Bit-wise hamming distance.

:param a: first tensor
:type a: torch.Tensor
:param b: first tensor
:type b: torch.Tensor
:return: hamming distance
:rtype: torch.Tensor
"""

if not a.is_contiguous():
a.contiguous()
assert (a.dtype == torch.int32)
cuda = is_cuda(a)

if not b.is_contiguous():
b.contiguous()
assert (b.dtype == torch.int32)
assert is_cuda(b) is cuda

assert len(a.shape) == len(a.shape)
for d in range(len(a.shape)):
assert a.shape[d] == b.shape[d]

# 1. Initialize output tensor to hold the element-wise hamming distances.
dist = a.new_zeros(a.shape).int()
n = dist.nelement()

if cuda:
# 2. Call the cupy implementation using the helper function cupy.cunnex.
# The function returned by cupy.cunnex expects, among others, the grid/block division to use
# and the kernel arguments; here a.data_ptr() will return the point to the tensor a
# and is assumed to be on GPU memory.
cupy.cunnex('cupy_int32hammingdistance')(
grid=tuple([int((n + 512 - 1) / 512), 1, 1]),
block=tuple([512, 1, 1]),
args=[n,
a.data_ptr(),
b.data_ptr(),
dist.data_ptr()],
stream=cupy.Stream
)
else:
# 3. For CFFI, the inputs have to be cast to the target C equivalents using cffi.ffi.cast.
# Afterwards, the C function can be called like a regular Python function using the converted arguments.
_n = cffi.ffi.cast('int', n)
_a = cffi.ffi.cast('int*', a.data_ptr())
_b = cffi.ffi.cast('int*', b.data_ptr())
_dist = cffi.ffi.cast('int*', dist.data_ptr())
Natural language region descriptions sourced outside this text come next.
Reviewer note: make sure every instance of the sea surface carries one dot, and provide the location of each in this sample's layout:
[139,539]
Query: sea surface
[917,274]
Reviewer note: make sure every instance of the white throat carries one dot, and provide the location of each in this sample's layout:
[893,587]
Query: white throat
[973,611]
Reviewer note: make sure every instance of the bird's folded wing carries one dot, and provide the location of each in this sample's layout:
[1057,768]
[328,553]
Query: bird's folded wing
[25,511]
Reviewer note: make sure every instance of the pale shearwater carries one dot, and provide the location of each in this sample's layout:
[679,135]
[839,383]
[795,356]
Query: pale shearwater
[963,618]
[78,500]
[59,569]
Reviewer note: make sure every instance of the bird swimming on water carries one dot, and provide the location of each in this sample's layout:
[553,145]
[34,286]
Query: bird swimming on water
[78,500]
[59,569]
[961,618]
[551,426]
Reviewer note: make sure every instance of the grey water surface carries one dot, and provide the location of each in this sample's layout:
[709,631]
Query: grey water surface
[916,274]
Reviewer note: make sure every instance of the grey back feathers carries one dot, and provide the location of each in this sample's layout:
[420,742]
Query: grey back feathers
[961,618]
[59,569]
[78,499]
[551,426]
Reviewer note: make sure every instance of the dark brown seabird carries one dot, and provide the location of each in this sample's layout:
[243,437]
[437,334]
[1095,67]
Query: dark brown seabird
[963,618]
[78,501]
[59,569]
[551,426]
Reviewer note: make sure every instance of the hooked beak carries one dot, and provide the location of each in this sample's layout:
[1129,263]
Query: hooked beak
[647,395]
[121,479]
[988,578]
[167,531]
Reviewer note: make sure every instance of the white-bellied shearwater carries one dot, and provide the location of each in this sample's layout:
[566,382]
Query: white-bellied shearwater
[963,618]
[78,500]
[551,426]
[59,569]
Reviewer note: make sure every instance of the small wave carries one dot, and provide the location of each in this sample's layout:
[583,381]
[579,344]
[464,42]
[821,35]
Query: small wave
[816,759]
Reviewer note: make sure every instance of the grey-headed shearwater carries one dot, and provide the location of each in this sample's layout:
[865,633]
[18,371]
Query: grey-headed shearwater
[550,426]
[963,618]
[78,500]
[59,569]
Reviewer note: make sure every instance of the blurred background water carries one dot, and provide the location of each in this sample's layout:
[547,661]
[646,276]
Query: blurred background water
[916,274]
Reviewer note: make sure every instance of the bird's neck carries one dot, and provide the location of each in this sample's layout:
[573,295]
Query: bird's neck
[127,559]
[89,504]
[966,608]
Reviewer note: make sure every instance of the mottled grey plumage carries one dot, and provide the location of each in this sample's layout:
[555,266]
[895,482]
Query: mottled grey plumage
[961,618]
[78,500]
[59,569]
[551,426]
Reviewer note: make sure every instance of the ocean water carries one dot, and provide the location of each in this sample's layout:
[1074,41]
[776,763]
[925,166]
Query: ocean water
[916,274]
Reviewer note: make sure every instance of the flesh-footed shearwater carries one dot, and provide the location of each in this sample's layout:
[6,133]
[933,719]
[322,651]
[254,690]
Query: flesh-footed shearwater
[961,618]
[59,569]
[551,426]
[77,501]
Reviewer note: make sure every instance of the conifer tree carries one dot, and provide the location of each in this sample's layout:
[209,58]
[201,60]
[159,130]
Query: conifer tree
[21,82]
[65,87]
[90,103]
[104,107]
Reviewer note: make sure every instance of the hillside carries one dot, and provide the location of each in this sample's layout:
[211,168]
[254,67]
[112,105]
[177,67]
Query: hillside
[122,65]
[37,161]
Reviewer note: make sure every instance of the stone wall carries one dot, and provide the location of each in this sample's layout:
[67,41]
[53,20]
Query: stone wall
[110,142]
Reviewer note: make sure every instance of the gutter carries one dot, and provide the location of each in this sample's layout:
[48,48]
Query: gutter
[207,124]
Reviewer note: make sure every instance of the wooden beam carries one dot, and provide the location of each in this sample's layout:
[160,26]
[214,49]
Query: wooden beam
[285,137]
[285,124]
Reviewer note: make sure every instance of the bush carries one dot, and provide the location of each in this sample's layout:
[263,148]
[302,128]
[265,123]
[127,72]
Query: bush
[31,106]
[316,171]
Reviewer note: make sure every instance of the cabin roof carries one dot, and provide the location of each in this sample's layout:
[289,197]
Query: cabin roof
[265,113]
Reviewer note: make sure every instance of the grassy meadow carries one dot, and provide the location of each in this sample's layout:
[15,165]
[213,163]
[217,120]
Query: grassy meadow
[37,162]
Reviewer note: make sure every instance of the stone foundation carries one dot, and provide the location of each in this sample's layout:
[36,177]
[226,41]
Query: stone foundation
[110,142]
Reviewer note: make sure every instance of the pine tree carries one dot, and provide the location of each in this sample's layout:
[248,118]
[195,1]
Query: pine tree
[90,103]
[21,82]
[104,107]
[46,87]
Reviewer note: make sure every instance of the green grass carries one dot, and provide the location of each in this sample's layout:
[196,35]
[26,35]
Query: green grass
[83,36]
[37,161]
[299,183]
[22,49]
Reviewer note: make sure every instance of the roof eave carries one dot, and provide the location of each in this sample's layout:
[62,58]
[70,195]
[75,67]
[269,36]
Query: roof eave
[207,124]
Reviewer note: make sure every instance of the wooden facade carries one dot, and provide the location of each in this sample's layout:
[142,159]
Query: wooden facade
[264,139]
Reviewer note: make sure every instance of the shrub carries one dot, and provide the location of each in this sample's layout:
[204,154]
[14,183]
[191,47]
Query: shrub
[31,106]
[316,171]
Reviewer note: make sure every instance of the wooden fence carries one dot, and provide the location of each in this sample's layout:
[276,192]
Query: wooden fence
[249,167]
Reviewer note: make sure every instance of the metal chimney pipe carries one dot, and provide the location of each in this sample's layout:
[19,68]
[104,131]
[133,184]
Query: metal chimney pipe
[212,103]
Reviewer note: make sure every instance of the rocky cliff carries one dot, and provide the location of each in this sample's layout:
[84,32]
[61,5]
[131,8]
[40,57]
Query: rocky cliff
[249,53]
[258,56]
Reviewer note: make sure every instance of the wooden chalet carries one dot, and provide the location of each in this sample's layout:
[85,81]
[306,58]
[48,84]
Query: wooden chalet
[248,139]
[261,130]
cffi.lib.cffi_int32hammingdistance(_n, _a, _b, _dist)

return dist


Essentially, the function creates the output tensor to hold the element-wise hamming distances and then calls the CuPy or CFFI interface depending on whether the inputs are stored in GPU memory or not:

1. Create the output tensor, also on GPU if required. It will also be a torch.int32 tensor of same size.
2. The CuPy implementation is called through the helper function cupy.cunnex that fetches the corresponding source code, compiles it (if not cached) and returns the corresponding function. The returned function expects the inputs — here, a.data_ptr() is used to access the pointer underlying the given tensor — and the block/dim/id subdivision for the kernel.
3. Calling the CFFI implementation, instead, requires to explicitly cast the inputs to the equivalent C types. Then, the function can be called like a regular Python function.

### Conclusion

Overall, this article shows that implementing custom PyTorch operations in C and CUDA, supporting CPU and GPU computation, can be very simple using CFFI and CuPy. Furthermore, I provided a simple framework that can easily be extended to custom operations.